Performance Testing
Performance Testing for Big Data includes two main actions:
Data ingestion and Throughout: In this stage, the tester verifies
how the fast system can consume data from various data source. Testing involves
identifying different message that the queue can process in a given time frame. It
also includes how quickly data can be inserted into underlying data store for
example insertion rate into a Mongo and Cassandra database.
Data Processing: It involves verifying the speed with which the
queries or map reduce jobs are executed. It also includes testing the data
processing in isolation when the underlying data store is populated within the data
sets. For example running Map Reduce jobs on the underlying HDFS
Sub-Component Performance: These systems are made up of multiple
components, and it is essential to test each of these components in isolation. For
example, how quickly message is indexed and consumed, map reduce jobs, query
performance, search, etc.
Performance Testing Approach
Performance testing for big data application involves testing of huge volumes of
structured and unstructured data and it requires a specific testing approach to test
such massive data.
Performance Testing is executed in this order
- Process begins with the setting of the Big data cluster which is to be tested for
performance
- Identify and design corresponding workloads
- Prepare individual clients (Custom Scripts are created)

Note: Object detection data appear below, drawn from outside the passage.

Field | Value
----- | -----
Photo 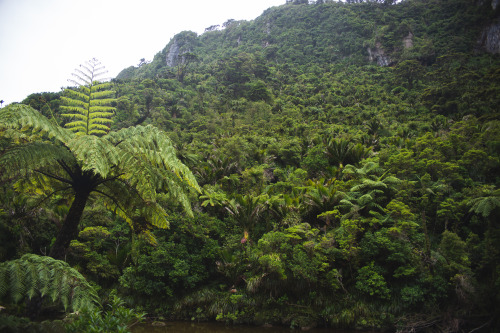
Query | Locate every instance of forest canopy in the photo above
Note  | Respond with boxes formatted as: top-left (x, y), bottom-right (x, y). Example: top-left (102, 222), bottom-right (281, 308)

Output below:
top-left (0, 0), bottom-right (500, 332)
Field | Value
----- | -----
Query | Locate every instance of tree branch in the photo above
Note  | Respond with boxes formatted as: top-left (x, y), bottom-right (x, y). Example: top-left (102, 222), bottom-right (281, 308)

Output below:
top-left (35, 170), bottom-right (73, 185)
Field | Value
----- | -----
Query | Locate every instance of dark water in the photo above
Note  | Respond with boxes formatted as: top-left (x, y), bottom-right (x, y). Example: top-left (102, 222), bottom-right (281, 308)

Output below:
top-left (132, 322), bottom-right (367, 333)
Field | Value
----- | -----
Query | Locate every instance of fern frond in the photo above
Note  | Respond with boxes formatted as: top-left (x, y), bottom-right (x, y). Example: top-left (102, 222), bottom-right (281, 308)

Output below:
top-left (0, 142), bottom-right (74, 180)
top-left (0, 104), bottom-right (72, 143)
top-left (61, 59), bottom-right (116, 136)
top-left (0, 254), bottom-right (99, 311)
top-left (68, 135), bottom-right (119, 178)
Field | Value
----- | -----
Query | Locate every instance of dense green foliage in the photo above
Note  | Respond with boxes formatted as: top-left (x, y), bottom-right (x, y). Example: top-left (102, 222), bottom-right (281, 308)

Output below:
top-left (0, 0), bottom-right (500, 332)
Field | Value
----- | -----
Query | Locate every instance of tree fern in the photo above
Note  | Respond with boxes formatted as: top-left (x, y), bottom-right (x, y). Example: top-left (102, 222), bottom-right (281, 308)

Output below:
top-left (0, 254), bottom-right (99, 311)
top-left (0, 59), bottom-right (200, 259)
top-left (61, 58), bottom-right (115, 135)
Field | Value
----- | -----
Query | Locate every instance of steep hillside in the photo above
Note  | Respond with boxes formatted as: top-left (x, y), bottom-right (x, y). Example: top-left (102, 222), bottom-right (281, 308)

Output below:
top-left (0, 0), bottom-right (500, 332)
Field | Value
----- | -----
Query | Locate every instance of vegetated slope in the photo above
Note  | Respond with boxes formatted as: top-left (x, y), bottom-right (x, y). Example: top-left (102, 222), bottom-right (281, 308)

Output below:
top-left (7, 0), bottom-right (500, 331)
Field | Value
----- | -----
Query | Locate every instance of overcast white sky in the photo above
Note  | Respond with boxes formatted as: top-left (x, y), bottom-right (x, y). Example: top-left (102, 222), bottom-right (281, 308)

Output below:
top-left (0, 0), bottom-right (285, 106)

- Execute the test and analyzes the result (If objectives are not met then tune the
component and re-execute)
- Optimum Configuration
Parameters for Performance Testing
Various parameters to be verified for performance testing are
- Data Storage: How data is stored in different nodes
- Commit logs: How large the commit log is allowed to grow
- Concurrency: How many threads can perform write and read operation
- Caching: Tune the cache setting "row cache" and "key cache."
- Timeouts: Values for connection timeout, query timeout, etc.
- JVM Parameters: Heap size, GC collection algorithms, etc.
- Map reduce performance: Sorts, merge, etc.
- Message queue: Message rate, size, etc.